I've been meaning to write this review for a long time. I saw the play for the first time, this past Valentine's Day and I was utterly surprised. I went to see it with my boyfriend, and in my mind the title made me feel that it would be an uncomfortable or inappropriate play to watch during Valentine's but I was wrong in that assumption. Now granted, you don't want to go see it with a new beau or a significant other you don't know very well, unless you two are very mature adults, it may cause some discomfort.
(Random story: I'd had an awesome Spanish teacher when I was in high school who told me she would be preforming in this play. She didn't want me to see it because she said it was too explicit for my age, but I think it's fair to believe that being a college student at 20, it was now appropriate for me to see this play, for only $5 :))
It is national tradition for "The Vagina Monologues" to be shown on Valentine's Day, which was a fact I was ignorant of before seeing it and following up with research. In a nutshell, I saw the big themes as being "Progressive," "women-empowering," "women-liberating," and "revealing." The monologues consist of various soapbox stories dealing with every aspect of woman experience, of course surrounding her private parts.
Eve Ensler, the original writer, wrote the monologues based off of 200 previous interviews she'd conducted with with women about their views on "sex, relationships and violence against women." I thought that was a cool thing for her to do, as sex has always been a taboo issue. When the women answered her questions, they brought up many personal anecdotes to help explain themselves, which Ensler was inspired to use to create a compilation of these monologues.
There is one monologue dedicated to a very old woman who said she had never had sexual intercourse before because when she became aroused she would "flood" with a terrible stench and this would embarrass her. I've never heard of that, but Im assuming that it's maybe a rare condition some women may have. Another monologue speaks on a young girl who'd always had bad experiences with her private. As a young girl she was jumping on the bed...had jumped too high and landed between her legs on the bed post...OUCH! As an adolescent someone punched her there and when she was 16 a beautiful, woman she admired in her neighborhood taught her how to please herself. This experience, I assume touches on the issue of same sex relations.
If you are thinking right now, Yasmine what's the matter with you?! Hey, the answer is nothing, I am simply relaying your with facts surrounding the play, but for this reason...the shock value, this play is truly revolutionary.
Another story, my absolute favorite is the one of The Angry Vagina!

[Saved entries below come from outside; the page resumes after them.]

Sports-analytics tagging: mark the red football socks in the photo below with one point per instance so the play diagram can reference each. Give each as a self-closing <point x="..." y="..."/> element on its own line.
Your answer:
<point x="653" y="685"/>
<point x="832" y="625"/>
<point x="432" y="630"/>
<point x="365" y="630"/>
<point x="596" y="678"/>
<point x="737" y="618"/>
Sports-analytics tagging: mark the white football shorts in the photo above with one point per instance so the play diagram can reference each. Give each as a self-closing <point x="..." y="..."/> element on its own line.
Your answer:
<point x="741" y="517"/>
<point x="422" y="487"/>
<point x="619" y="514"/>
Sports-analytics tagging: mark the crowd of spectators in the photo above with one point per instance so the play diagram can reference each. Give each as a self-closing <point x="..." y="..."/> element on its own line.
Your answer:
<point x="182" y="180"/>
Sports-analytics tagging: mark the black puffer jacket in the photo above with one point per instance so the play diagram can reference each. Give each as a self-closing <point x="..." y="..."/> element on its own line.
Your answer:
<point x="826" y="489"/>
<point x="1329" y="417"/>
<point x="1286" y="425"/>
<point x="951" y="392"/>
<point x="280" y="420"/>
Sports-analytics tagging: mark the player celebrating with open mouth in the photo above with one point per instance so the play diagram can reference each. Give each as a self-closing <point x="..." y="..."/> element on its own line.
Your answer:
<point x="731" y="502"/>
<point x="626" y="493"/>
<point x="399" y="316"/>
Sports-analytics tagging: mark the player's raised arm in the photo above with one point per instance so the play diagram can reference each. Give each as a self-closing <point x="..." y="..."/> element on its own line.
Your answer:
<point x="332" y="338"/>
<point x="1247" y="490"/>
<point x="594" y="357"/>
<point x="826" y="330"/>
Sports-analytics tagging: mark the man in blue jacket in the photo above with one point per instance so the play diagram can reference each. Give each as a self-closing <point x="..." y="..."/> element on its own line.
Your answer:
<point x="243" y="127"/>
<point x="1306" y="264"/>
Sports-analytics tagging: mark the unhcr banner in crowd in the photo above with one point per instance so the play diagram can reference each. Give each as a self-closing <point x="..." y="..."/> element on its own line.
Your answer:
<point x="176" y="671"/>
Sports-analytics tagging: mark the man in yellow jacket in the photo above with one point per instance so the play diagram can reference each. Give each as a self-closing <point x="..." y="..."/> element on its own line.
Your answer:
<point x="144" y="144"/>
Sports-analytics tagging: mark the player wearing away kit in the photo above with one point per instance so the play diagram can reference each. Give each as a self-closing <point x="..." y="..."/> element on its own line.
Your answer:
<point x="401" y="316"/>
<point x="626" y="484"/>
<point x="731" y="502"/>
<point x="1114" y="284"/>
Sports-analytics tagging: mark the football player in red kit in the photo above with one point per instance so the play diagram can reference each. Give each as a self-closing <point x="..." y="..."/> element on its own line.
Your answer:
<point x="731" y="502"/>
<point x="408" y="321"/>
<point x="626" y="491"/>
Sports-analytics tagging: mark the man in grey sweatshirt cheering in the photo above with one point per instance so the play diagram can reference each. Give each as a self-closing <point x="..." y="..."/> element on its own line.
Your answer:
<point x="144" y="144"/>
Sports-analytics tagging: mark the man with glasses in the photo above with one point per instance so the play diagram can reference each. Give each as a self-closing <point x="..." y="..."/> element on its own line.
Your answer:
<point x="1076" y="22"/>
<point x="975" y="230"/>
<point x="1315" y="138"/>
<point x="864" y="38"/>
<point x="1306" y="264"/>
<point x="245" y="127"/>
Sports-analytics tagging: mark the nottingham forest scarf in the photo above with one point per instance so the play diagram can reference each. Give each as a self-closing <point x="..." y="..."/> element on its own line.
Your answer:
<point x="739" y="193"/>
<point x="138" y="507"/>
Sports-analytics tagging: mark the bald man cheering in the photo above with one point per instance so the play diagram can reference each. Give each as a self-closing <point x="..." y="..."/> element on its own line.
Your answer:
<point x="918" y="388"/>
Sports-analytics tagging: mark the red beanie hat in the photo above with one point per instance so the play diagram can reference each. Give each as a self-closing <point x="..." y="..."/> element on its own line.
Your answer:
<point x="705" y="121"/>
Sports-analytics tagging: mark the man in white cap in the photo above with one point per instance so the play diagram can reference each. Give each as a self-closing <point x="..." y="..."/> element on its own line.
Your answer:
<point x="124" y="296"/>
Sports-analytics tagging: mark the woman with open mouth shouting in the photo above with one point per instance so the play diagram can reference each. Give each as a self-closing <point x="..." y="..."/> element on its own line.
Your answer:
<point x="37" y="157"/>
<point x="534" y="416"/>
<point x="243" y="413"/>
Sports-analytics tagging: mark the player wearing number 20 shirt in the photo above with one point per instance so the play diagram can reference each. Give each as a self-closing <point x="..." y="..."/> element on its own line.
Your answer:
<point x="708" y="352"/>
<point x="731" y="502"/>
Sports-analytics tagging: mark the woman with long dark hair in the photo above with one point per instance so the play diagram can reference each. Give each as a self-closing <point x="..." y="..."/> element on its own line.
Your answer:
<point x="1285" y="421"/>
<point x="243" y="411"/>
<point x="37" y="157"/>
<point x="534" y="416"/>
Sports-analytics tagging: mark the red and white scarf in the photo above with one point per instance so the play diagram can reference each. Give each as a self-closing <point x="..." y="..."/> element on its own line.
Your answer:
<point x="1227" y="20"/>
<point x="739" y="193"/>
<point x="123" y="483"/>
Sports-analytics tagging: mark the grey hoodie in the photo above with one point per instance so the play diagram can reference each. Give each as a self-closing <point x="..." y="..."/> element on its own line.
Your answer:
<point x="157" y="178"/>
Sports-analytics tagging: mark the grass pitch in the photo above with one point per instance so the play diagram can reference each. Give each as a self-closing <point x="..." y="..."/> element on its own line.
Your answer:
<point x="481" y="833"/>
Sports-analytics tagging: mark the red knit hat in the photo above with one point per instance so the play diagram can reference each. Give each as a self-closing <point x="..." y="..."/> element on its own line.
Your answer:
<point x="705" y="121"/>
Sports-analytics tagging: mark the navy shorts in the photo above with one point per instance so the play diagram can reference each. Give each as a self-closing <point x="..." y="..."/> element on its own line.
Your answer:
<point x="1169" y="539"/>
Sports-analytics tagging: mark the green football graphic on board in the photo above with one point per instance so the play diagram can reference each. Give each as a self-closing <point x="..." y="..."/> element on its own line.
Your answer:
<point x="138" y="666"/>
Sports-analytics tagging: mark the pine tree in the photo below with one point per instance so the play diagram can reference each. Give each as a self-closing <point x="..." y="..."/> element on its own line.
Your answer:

It speaks of how horrible the doctor visits are...in which you are told to strip naked, put on an itchy piece of thin cloth, told to slide down in the stirrups and are examined with a cold instrument, called a speculum, which the monologue calls "duck lips!" lol This angry monologue also condemns whoever thought of the tampon which the monologue calls "a dry cotton swab, you shove up... :)
There are also a couple of more serious, sad monologues, those of foreign girls in poor countries in places like Russia, where girls are sex trafficked and terribly abused, and those of women in African who are mutilated so there is no longer any feeling. Mutilation often leads to vaginal infections and miscarriages...it is a painful process.
There's another funny one about a married woman who does not like to shave. She has a firm belief that you (as a man) cannot like it, without liking hair! LOL She found her husband cheating on her, and was told that compromise is sometimes necessary for relationships to work. So she agreed and started shaving, but her husband continued to cheat on her. I didn't know whether to laugh or cry at this one!
Overall, I thought the play was great! I'd like to say "It's the play that sheds light on all the things women can't say OUT LOUD!" If you go see this play, there are two things you must do...1) You must be honest with yourself about all good and bad sexual experiences you've had in the past and 2) you MUST be open minded to the perpectives of other women, even if you don't necessarily agree with them. If you do these two things, there should definitely be times when you are laughing your guts out and maybe a time or two when you are crying. It's a liberating, emotional roller coaster! This goes for men as well...I think it will open their eyes (probably more than they want them to be opened lol) to women's perpectives on sex.